1. Why medicinal cannabis?
Is there something in particular that drew you to work within the medicinal cannabis industry?
The role of medicinal cannabis in palliative care and general medicine is an evolving field as research continues to be conducted into its effect on different symptoms and illnesses. In palliative care, early evidence shows that medicinal cannabis can help with chemotherapy induced nausea and vomiting, and there is some milder evidence for improving appetite and weight gain. In other settings, there have been some studies suggesting reduction in anxiety and improvement of sleep. Management of these symptoms can make a significant difference to the quality of life of patients with life limiting illness, though much more research is still required and medicinal cannabis remains an adjunct to standard medications, rather than a replacement of them. I have decided to be a prescriber of medicinal cannabis to provide patients with access to controlled, responsible and compassionate prescription of medicinal cannabis, particularly when standard medications have not worked or are causing a lot of side effects, and ideally in the setting of a clinical study to help more patients in the future.
2. As a palliative care specialist, what is your primary focus in terms of patient care and experience?
My primary focus is for patients to be shown care and kindness, and to be empowered to make well informed treatment decisions with close follow up by their doctor. It is to support patients to the best of my ability so that their symptom burden is reduced and quality of life is improved.
3. How has palliative care adjusted under lockdown periods?
Have you had to adapt or change your model of care?

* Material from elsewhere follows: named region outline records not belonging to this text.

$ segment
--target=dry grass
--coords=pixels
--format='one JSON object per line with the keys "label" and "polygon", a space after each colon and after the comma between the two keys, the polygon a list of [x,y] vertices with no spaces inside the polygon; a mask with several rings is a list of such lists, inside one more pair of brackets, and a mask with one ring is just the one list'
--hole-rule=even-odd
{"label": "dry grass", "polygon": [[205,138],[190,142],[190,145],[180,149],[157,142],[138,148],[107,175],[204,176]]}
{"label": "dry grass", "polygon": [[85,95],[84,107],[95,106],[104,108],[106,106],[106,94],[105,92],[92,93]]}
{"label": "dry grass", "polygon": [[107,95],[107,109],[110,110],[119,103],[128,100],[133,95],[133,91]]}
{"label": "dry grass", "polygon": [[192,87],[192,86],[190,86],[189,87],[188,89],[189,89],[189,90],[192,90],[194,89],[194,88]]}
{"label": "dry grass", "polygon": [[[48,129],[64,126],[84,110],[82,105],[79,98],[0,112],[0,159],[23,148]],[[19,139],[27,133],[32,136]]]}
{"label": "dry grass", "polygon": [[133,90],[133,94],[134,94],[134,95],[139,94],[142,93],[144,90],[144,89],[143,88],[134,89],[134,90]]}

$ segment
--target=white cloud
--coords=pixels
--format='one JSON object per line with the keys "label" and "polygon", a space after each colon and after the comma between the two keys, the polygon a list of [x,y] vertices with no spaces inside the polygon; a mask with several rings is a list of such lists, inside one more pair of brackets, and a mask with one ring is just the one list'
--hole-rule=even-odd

Good palliative care relies a lot on support of carers, family and friends. Lockdown has made this very hard for patients who are often more separated from this support network. It increases the need for health care professionals to be supportive of patients and understand their distress, and use technology and telehealth where possible to keep up good communication with patients.

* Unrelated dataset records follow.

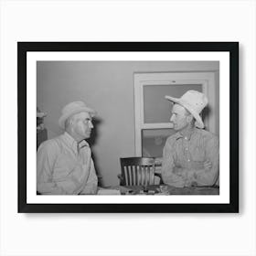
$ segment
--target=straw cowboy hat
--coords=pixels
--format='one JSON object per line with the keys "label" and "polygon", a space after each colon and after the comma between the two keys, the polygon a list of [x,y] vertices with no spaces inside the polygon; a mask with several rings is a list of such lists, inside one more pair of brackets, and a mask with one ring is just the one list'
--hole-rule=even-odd
{"label": "straw cowboy hat", "polygon": [[82,101],[74,101],[70,102],[68,105],[66,105],[62,109],[62,115],[59,119],[59,125],[60,128],[65,129],[65,122],[66,120],[70,117],[73,114],[86,112],[89,112],[91,116],[94,116],[96,114],[96,112],[89,107],[86,106],[86,104]]}
{"label": "straw cowboy hat", "polygon": [[165,98],[186,108],[195,117],[195,125],[200,129],[204,128],[205,125],[199,114],[208,104],[208,98],[205,94],[191,90],[183,94],[181,98],[167,95]]}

4. What are your hobbies and interests? What do you enjoy most about your position?
What do you hope to achieve in your role at CA Clinics?

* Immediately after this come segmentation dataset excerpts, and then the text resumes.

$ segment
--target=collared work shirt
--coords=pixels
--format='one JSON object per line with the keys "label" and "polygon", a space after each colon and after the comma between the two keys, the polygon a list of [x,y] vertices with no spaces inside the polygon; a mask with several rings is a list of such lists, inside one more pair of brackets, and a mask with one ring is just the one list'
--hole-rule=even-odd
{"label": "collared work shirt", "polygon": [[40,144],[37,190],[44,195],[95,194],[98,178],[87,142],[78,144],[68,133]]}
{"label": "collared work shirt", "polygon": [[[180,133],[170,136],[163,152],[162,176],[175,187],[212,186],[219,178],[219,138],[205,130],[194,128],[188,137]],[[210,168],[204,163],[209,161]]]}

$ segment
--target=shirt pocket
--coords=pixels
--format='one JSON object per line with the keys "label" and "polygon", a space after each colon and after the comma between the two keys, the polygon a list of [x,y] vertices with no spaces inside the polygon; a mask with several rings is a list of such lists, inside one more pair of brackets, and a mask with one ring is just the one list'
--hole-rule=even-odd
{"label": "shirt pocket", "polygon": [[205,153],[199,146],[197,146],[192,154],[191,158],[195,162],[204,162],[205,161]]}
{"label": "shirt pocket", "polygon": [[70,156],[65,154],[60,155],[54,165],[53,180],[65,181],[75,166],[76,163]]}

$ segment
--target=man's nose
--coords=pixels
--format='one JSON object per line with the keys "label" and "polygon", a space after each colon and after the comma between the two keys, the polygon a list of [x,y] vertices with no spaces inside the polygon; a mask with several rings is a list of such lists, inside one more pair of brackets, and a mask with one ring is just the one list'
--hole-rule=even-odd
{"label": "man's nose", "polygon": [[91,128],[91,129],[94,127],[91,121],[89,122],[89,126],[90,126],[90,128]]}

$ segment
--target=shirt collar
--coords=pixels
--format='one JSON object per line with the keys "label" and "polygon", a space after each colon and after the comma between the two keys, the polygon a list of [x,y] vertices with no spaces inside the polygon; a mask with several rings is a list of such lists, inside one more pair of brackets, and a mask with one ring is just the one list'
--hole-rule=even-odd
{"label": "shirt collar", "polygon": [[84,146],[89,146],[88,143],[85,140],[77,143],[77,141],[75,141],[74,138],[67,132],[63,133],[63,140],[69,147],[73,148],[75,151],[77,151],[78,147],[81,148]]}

My hobbies are soccer and reading. I enjoy the privilege of supporting patients through decisions about their health and treatment. I am excited about a potential upcoming clinical study regarding medicinal cannabis in palliative care, which will help provide more data for future patients. I also hope to improve equity of medicinal cannabis access to rural patients with palliative care needs, thanks to government subsidies for specialist medical appointments for patients living in rural Australia.